As the years went by Miller’s notoriety, critical acclaim and success receded very substantially even though the later years of his career saw him write many plays which were the equal of his earlier successes. If anything his later plays were subtler in their approach and had less of a tendency to attempt to sum up the moral issues of the day (and the play) in the death of a lead character in the final scenes of the script.
Given all of this, it is no surprise that the play currently being seen by sold-out audiences in the West End of London is one of the four huge commercial and critical successes mentioned above which were written at the height of public awareness of his career. There is also no surprise that a review from the Telegraph observing the link between the story of the play – about a man who allows faulty aeroplane parts to be shipped to the air force for use overseas – and the current controversy about badly supplied UK soldiers in Afghanistan and Iraq is printed large on the outside of the building.
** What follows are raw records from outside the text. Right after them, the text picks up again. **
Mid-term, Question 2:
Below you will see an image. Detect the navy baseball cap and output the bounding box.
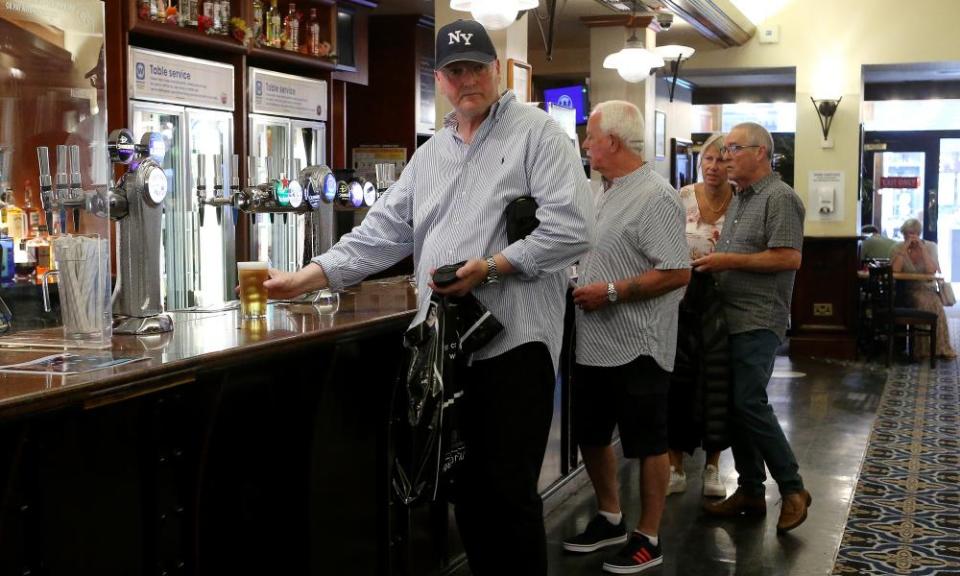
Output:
[436,20,497,70]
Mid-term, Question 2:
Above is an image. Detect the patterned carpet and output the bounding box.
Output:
[833,354,960,576]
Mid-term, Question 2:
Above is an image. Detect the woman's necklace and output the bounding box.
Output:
[700,189,733,216]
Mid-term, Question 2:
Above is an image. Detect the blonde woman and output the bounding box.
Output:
[667,134,733,498]
[890,218,957,358]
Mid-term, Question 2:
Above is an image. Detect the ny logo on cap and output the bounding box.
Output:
[447,30,473,46]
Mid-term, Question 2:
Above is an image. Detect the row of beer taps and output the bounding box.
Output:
[37,144,96,234]
[196,154,395,226]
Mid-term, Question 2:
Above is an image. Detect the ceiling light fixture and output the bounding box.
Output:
[653,44,696,102]
[603,30,663,82]
[450,0,540,30]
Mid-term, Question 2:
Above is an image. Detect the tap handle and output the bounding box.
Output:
[247,156,260,187]
[213,154,223,190]
[37,146,52,190]
[70,144,83,188]
[57,144,70,188]
[230,154,240,190]
[197,154,207,189]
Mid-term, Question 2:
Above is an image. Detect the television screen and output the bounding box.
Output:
[543,84,588,124]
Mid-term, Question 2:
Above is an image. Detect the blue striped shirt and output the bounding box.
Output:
[313,91,594,367]
[577,162,690,372]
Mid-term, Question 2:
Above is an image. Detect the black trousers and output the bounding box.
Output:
[455,342,556,576]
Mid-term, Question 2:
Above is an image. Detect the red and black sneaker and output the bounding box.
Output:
[603,532,663,574]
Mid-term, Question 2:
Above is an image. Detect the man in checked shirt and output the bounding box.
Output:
[563,100,690,574]
[264,20,594,576]
[693,122,812,534]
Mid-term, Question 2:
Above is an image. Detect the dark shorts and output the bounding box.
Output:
[573,356,670,458]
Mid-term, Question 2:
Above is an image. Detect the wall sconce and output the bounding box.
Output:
[810,96,843,140]
[653,44,696,102]
[603,30,663,82]
[450,0,540,30]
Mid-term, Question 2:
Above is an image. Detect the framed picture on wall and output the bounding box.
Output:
[653,110,667,160]
[507,58,533,104]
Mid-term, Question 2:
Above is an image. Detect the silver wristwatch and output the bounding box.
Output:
[607,282,618,302]
[483,256,500,284]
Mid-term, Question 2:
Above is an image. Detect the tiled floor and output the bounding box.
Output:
[458,357,886,576]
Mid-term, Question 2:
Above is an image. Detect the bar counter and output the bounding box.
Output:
[0,278,424,576]
[0,277,416,421]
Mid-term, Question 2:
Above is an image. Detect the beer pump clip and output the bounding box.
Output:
[234,156,336,222]
[334,168,377,208]
[107,129,173,335]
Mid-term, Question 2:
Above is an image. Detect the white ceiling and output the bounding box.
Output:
[373,0,960,87]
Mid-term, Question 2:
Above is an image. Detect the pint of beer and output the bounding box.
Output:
[237,262,270,318]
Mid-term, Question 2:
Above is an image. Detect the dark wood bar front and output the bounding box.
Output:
[0,279,416,575]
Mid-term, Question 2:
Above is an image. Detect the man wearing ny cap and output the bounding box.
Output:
[265,20,594,575]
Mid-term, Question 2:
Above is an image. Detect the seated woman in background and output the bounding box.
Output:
[890,218,957,358]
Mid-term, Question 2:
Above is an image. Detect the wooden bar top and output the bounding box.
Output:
[0,277,416,421]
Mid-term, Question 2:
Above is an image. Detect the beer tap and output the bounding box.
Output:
[108,129,173,334]
[197,154,240,226]
[64,145,86,232]
[197,154,207,227]
[233,158,318,218]
[37,146,60,231]
[50,144,70,234]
The play may have been written in 1947 but we are assured that it is still relevant for today.
Both that review and the conclusion of the play may be a little simplistic for my tastes but that shouldn’t detract from the fact that this is a very good production indeed. One of the reasons why it is hard to identify the best performance in this play is because the whole cast are producing work of a very high standard.
On the face of it there is nothing revolutionary about this production. Director Howard Davies previously worked on the play some ten years ago and the stage set here is very similar to others I have seen used for the play over the last thirty years. But it is the acting of the company which means that this version of the play is a huge success. David Suchet and Zoe Wanamaker are well known to the audience from their TV work and are on outstanding form as Joe and Kate Keller. Ms Wanamaker displays the necessary mix of distraction, fatalism and strength which are part of the character of Mrs Keller while Suchet catches just the right blend of headstrongness and ebullience which are found in Mr Keller. The would-be-married couple of Chris Keller and Anne Deever, supported by Joe but stridently opposed by Kate, are captured excellently by the twin talents of Stephen Campbell Moore and Jemima Rooper.
This is a production where there are no real flaws. The play has its limitations and has dated but it is well worth its revival as would be virtually all of Miller’s work. On one hand it would have been nice to see some risks taken with the direction but with acting on display of this strength there is very little need to change a winning formula.